Final Draft 7 is a screenwriting app, and I’d be keeping it as a means of writing scripts with it. I don’t use any other app for that, so FD7 would’ve stuck around as my primary screenwriting app…but now it won’t work. Exit Final Draft. Enter Celtx.
TextEdit is the default text editor for the Mac. It sticks around by virtue of that.
As for the others…
Scrivener works like a writer’s mind works, from top to bottom. And it should…it was designed by one. It is the most comprehensive of the apps that I have in my writing toolbox, and allows me to pull off some really heavy duty lifting when I need to. Research folders, word counts, index cards…and that just scratches the surface, folks. All that power at a very reasonable price.
But I don’t use it for writing articles (unlike Dave Caolo at 52 Tiger).
It’s where I’m going to craft longer pieces, such as books. The Eventual Planifesto was built in Scrivener, and I can’t imagine what it would have been like to try to assemble it in any other app. Scrivener is a mainstay on my Mac, as it has too much power to be denied a spot.
I want to like WriteRoom. I really do. It offers that overused “distraction-free writing” atmosphere that so many writers cherish2, and it is a solid choice for most writers. It can handle big or small projects, and it gets the job done just fine.
But it’s not for me. I’ve given a try on several occasions, and it just doesn’t feel right to me. Personal preference, I know. But it’s my MacBook Air, right? And my MacBook Air doesn’t have WriteRoom on it anymore.
This app has been getting rave reviews since it came out, and I’m liking what I’m seeing. Even though I’m not writing in Markdown2, the fluidity and feel of the app makes it a pleasure to use.
I don’t know what it is about this app, but it feels too “juvenile” to me. It didn’t grab me from the get-go and because I’ve spent more time elsewhere (and despite its “heavy by comparison” price tag), I’m giving this app the ol’ heave-ho.3
The iPad version of this app was heralded by yours truly when put through the paces, and I’ve given it a good run on my Mac as well. It is smooth, easy-to-use and the transition from using it on the iPad to my main writing device has been pretty much seamless. But…
It’s that dang “feel” thing again. ia Writer feels like an iPad app, so I am going to be using it on that platform. But it doesn’t make the cut here on my Mac. But a 50/50 split isn’t bad, right? Right?7
I am writing this post in nvALT, so there you go.
nvALT is free, it syncs up with Simplenote (which I use on my iPad for online writing) and it lets me get to the writing without getting into anything else. I was using the app that this is essentially a fork of, Notational Velocity, but Brett Terpstra has amped up the goods with nvALT — and it has displaced the parent app as a result.
This is the app that I compose much of my daily writing with, and it not only stays on my MacBook Air, but it has a place on my Dock. A rare achievement indeed.
It is pretty. It is developed by Apple. It works. But it doesn’t iWork for me.
Whew. Again, that was tough…but here’s what I’m left with:
Before anyone mentions that I’m supposed to get down to two apps, I’ll address that concern by categorizing the remaining three as follows:
Scrivener: Lengthy writing (such as a book)

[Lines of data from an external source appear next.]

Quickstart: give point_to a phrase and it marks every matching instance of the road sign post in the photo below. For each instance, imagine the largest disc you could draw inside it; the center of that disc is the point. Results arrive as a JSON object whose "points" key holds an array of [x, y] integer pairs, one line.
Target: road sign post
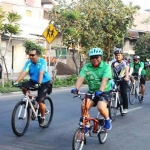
{"points": [[49, 34]]}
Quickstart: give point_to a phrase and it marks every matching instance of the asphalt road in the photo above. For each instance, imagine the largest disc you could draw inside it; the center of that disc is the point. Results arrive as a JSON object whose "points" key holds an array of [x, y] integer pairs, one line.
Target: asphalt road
{"points": [[130, 132]]}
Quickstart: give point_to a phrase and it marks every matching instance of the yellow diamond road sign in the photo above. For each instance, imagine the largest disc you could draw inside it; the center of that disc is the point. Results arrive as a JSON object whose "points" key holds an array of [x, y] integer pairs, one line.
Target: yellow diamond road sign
{"points": [[50, 33]]}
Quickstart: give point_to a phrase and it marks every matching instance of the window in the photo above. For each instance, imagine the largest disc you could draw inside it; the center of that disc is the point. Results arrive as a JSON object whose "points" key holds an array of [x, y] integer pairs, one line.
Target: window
{"points": [[46, 15], [63, 53], [132, 43], [28, 13]]}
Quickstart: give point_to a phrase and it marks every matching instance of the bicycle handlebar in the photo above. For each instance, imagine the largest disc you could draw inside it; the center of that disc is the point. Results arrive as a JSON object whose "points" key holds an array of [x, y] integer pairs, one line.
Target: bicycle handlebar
{"points": [[81, 93], [28, 88]]}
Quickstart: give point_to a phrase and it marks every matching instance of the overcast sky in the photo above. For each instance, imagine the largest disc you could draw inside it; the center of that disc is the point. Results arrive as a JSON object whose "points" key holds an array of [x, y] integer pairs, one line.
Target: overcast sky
{"points": [[144, 4]]}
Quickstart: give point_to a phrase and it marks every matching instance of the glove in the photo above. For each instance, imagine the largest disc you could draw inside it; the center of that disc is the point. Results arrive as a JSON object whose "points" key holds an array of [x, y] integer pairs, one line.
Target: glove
{"points": [[37, 85], [74, 90], [15, 83], [98, 93]]}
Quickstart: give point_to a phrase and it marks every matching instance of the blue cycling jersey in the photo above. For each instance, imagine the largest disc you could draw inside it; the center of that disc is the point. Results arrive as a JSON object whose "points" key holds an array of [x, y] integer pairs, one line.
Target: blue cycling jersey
{"points": [[34, 70]]}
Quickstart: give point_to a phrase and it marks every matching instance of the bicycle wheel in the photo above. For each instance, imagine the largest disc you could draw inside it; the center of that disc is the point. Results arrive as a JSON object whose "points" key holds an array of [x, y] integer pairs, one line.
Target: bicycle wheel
{"points": [[120, 105], [130, 99], [112, 108], [78, 140], [48, 112], [20, 119], [102, 136]]}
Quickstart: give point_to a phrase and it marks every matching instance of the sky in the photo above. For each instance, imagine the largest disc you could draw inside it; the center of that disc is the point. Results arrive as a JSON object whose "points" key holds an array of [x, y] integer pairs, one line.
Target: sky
{"points": [[144, 4]]}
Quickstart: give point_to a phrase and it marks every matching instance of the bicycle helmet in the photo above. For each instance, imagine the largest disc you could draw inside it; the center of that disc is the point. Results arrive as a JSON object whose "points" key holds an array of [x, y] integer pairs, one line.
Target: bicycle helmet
{"points": [[136, 57], [95, 51], [118, 51]]}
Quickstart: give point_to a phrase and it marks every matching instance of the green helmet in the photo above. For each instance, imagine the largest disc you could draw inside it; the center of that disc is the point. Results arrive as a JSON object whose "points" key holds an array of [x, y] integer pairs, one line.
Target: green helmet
{"points": [[95, 51]]}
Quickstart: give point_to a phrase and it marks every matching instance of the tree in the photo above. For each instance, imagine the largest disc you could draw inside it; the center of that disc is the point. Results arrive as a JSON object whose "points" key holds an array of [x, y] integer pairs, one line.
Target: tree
{"points": [[8, 26], [142, 47], [94, 23], [29, 45]]}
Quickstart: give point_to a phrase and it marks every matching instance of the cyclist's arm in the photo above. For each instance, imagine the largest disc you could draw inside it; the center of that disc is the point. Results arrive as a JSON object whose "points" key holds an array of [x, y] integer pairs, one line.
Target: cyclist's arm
{"points": [[141, 68], [24, 72], [106, 76], [103, 84], [21, 76], [43, 69], [131, 69], [79, 82]]}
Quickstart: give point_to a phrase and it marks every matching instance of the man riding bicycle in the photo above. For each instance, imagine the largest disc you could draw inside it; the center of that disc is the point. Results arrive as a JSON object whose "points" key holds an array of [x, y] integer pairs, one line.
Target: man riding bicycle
{"points": [[39, 78], [137, 68], [121, 69], [98, 74]]}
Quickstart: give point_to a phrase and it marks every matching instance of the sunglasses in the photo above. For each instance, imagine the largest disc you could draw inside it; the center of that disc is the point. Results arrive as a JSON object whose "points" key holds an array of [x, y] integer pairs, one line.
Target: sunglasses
{"points": [[32, 55], [94, 57]]}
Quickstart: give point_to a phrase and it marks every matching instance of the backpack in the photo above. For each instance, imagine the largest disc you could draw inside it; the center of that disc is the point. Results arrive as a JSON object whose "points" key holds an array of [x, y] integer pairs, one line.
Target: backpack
{"points": [[145, 65]]}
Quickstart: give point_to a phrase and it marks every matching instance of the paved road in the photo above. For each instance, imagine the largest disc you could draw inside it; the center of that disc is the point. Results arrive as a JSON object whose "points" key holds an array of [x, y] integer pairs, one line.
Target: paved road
{"points": [[130, 132]]}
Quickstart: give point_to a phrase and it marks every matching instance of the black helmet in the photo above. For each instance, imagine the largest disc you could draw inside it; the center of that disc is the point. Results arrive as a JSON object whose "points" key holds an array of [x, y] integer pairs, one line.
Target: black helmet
{"points": [[118, 51], [136, 57]]}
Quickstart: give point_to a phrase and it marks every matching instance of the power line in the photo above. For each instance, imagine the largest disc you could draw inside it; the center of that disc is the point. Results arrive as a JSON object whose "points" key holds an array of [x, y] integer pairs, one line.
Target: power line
{"points": [[21, 5]]}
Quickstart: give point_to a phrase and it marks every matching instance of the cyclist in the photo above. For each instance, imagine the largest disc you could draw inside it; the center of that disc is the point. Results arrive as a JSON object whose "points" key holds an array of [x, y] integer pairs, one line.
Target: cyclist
{"points": [[137, 68], [121, 69], [39, 78], [97, 73]]}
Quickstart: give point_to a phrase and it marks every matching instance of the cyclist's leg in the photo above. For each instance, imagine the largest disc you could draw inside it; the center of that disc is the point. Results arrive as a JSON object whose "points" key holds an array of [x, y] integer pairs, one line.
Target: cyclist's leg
{"points": [[27, 84], [103, 109], [40, 98], [142, 84], [90, 103], [123, 90]]}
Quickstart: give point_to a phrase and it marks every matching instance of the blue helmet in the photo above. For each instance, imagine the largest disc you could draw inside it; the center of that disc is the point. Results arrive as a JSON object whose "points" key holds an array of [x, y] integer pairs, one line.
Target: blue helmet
{"points": [[95, 51]]}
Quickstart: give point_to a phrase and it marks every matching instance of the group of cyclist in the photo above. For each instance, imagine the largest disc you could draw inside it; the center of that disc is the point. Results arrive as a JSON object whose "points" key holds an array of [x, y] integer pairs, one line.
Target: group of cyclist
{"points": [[98, 73]]}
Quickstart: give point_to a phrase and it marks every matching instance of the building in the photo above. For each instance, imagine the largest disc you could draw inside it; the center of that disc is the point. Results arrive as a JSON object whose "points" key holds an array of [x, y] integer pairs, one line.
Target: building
{"points": [[136, 31], [35, 18]]}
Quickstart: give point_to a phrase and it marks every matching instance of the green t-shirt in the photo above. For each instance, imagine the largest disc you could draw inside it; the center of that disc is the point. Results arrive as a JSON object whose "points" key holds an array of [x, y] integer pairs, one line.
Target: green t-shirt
{"points": [[94, 75], [137, 66]]}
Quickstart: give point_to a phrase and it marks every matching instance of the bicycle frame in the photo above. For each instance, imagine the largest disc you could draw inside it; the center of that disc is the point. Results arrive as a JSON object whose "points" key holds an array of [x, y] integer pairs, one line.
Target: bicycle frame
{"points": [[28, 99], [95, 121]]}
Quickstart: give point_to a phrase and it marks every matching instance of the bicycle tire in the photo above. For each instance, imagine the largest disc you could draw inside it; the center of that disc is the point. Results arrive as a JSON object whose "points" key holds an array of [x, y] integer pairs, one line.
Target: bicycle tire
{"points": [[102, 136], [131, 100], [121, 106], [112, 108], [15, 127], [49, 112], [77, 141]]}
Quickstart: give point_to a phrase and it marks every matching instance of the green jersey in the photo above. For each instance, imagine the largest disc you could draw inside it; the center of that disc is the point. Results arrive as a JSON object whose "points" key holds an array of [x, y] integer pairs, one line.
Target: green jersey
{"points": [[94, 75], [137, 66]]}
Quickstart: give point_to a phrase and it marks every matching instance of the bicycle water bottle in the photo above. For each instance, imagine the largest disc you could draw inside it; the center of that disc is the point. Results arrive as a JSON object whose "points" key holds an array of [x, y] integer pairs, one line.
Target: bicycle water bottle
{"points": [[112, 83]]}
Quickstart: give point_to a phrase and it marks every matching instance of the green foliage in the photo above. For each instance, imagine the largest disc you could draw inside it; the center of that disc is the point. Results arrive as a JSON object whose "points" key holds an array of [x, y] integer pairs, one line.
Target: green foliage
{"points": [[29, 45], [142, 47], [96, 23]]}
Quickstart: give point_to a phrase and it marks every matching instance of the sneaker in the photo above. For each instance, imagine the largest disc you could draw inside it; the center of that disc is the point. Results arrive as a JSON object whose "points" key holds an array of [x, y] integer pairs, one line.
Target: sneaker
{"points": [[108, 124], [87, 130], [125, 111], [43, 122]]}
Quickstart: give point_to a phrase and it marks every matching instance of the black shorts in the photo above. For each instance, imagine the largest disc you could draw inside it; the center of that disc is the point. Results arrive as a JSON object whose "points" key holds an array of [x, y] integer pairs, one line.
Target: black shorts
{"points": [[105, 96], [142, 79], [42, 90]]}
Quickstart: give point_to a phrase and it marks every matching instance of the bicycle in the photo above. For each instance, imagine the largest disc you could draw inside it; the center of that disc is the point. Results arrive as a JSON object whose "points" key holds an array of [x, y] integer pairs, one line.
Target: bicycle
{"points": [[27, 109], [116, 101], [134, 89], [96, 127]]}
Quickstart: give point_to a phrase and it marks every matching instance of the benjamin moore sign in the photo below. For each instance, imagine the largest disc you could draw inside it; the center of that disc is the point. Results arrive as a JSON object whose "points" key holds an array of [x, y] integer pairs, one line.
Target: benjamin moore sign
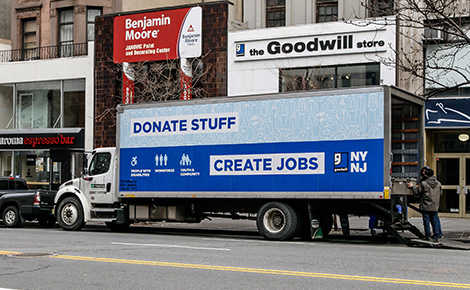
{"points": [[159, 35], [312, 45]]}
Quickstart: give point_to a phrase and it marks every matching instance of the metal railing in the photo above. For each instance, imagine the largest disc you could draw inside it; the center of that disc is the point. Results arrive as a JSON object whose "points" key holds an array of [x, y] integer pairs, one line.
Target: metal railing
{"points": [[44, 52]]}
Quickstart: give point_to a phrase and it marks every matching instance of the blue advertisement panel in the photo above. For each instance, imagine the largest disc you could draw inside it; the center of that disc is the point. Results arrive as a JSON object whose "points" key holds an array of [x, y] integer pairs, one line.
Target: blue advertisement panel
{"points": [[304, 167], [312, 144], [447, 113]]}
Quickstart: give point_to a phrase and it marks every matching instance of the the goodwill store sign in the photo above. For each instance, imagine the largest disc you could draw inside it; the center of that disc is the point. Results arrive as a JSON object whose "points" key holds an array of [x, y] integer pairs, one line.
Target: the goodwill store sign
{"points": [[312, 45], [159, 35]]}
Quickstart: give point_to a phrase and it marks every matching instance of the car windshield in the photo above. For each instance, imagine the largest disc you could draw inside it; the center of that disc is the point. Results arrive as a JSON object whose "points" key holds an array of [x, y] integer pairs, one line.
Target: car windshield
{"points": [[100, 163]]}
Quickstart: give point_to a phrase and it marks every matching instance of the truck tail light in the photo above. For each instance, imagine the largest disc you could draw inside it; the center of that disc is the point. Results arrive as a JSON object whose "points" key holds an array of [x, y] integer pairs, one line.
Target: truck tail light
{"points": [[37, 199]]}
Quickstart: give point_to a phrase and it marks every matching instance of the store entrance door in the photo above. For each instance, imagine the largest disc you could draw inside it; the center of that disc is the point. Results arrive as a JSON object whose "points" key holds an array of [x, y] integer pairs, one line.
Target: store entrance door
{"points": [[60, 172], [453, 171]]}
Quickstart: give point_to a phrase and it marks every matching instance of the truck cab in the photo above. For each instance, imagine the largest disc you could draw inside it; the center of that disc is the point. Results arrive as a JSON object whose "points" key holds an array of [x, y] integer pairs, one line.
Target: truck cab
{"points": [[78, 199]]}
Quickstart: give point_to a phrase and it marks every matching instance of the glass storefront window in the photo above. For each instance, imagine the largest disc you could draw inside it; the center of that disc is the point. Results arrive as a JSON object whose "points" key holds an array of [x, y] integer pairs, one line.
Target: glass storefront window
{"points": [[5, 163], [38, 105], [34, 167], [6, 106], [74, 103]]}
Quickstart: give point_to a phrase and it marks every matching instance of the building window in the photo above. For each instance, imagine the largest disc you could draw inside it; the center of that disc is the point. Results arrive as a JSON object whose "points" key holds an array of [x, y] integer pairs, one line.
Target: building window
{"points": [[379, 8], [74, 103], [315, 78], [275, 13], [66, 32], [327, 10], [91, 15], [40, 105], [6, 99], [29, 39]]}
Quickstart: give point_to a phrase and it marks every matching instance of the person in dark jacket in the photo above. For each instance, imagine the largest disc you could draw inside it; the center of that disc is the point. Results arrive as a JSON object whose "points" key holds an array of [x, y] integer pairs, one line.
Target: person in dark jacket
{"points": [[429, 192]]}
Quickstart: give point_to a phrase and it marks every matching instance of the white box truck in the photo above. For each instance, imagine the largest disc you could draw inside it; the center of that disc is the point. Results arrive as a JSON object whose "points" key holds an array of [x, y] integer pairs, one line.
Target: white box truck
{"points": [[288, 160]]}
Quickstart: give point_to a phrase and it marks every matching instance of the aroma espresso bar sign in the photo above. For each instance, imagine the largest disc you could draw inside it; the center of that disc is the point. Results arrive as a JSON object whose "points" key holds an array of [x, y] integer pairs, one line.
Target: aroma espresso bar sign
{"points": [[315, 45]]}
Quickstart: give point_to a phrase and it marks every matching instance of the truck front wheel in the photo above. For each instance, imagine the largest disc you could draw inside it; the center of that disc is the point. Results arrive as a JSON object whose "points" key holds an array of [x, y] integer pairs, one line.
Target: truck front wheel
{"points": [[277, 221], [70, 214], [11, 217]]}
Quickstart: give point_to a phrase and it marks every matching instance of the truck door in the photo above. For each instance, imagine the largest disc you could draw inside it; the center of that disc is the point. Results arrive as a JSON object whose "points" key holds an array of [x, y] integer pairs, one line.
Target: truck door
{"points": [[60, 172], [98, 183], [453, 171]]}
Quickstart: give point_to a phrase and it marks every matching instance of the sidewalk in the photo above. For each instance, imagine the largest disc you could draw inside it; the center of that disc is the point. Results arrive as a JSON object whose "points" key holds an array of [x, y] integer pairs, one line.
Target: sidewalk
{"points": [[452, 228]]}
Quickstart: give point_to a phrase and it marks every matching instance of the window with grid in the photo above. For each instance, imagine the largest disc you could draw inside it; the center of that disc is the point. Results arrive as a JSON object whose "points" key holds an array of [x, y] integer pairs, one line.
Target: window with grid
{"points": [[91, 15], [327, 10], [341, 76], [29, 38], [378, 8], [66, 32], [275, 13]]}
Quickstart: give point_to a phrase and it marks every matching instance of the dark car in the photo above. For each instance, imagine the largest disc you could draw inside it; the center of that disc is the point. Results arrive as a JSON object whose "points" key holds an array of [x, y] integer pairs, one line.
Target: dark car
{"points": [[19, 204]]}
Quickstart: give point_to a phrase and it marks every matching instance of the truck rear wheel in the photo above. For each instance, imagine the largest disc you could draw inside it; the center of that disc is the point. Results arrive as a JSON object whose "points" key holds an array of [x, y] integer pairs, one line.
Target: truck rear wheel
{"points": [[11, 217], [277, 221], [70, 214], [46, 221]]}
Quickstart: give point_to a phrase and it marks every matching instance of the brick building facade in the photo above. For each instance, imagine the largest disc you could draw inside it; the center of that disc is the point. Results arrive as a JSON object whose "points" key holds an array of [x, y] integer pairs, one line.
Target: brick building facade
{"points": [[107, 83]]}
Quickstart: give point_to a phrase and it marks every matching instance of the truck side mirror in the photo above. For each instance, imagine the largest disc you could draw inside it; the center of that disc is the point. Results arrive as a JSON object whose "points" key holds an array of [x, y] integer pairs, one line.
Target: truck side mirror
{"points": [[85, 164]]}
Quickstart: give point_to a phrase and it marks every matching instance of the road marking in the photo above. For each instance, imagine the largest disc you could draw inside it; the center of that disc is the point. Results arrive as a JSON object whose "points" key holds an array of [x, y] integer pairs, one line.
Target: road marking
{"points": [[259, 271], [171, 246]]}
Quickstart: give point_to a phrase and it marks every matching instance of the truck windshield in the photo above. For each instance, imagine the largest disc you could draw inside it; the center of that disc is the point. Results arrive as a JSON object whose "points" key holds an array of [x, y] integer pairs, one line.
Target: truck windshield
{"points": [[100, 163]]}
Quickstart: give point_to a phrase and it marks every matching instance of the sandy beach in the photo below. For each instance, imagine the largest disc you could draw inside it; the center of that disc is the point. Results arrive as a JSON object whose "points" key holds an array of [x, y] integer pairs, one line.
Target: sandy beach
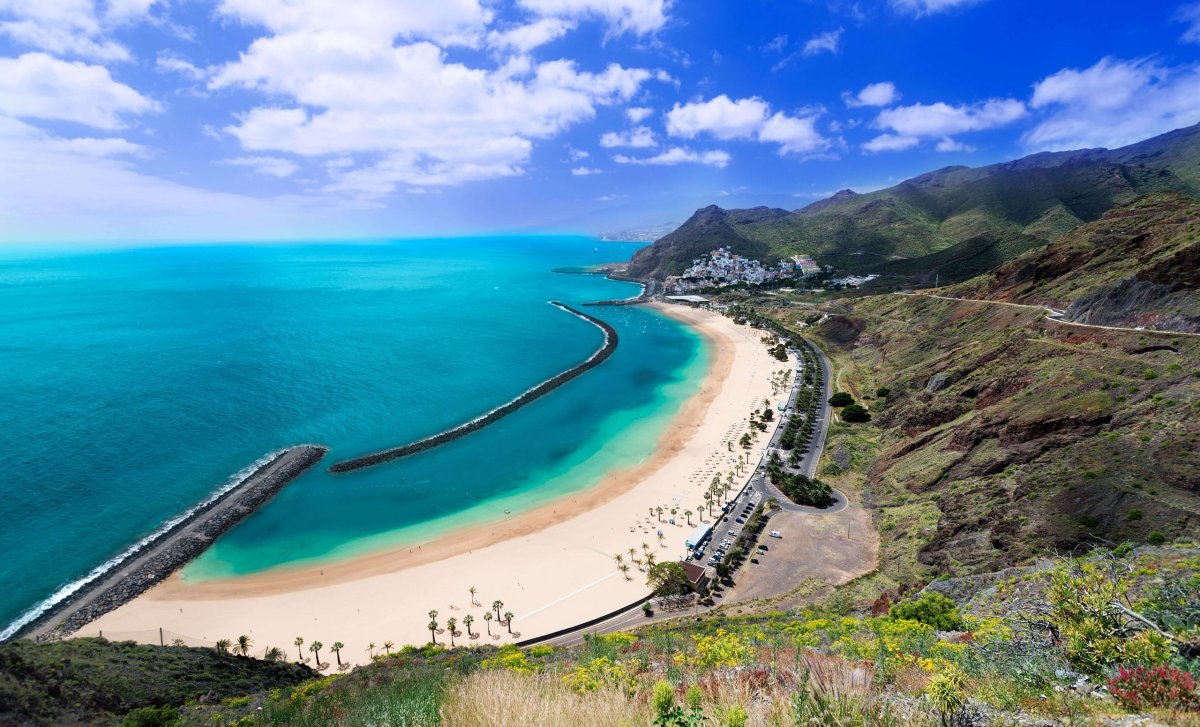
{"points": [[552, 566]]}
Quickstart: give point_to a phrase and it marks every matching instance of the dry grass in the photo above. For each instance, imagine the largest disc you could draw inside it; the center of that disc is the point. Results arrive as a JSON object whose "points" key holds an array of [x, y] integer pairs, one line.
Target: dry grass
{"points": [[501, 698]]}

nvALT: Daily writing (such as an article like this one)
Byword: Backup writing tool (that can handle book and article writing)
And that’s all she wrote.
UPDATE 12-8-12: I have actually started to use Byword more often for all writing other than working on a book (that’s still Scrivener territory). The ubiquity of Byword with its iOS apps and my Markdown writing style is more aligned with Byword than nvALT. I love Brett’s work, but Byword was won out.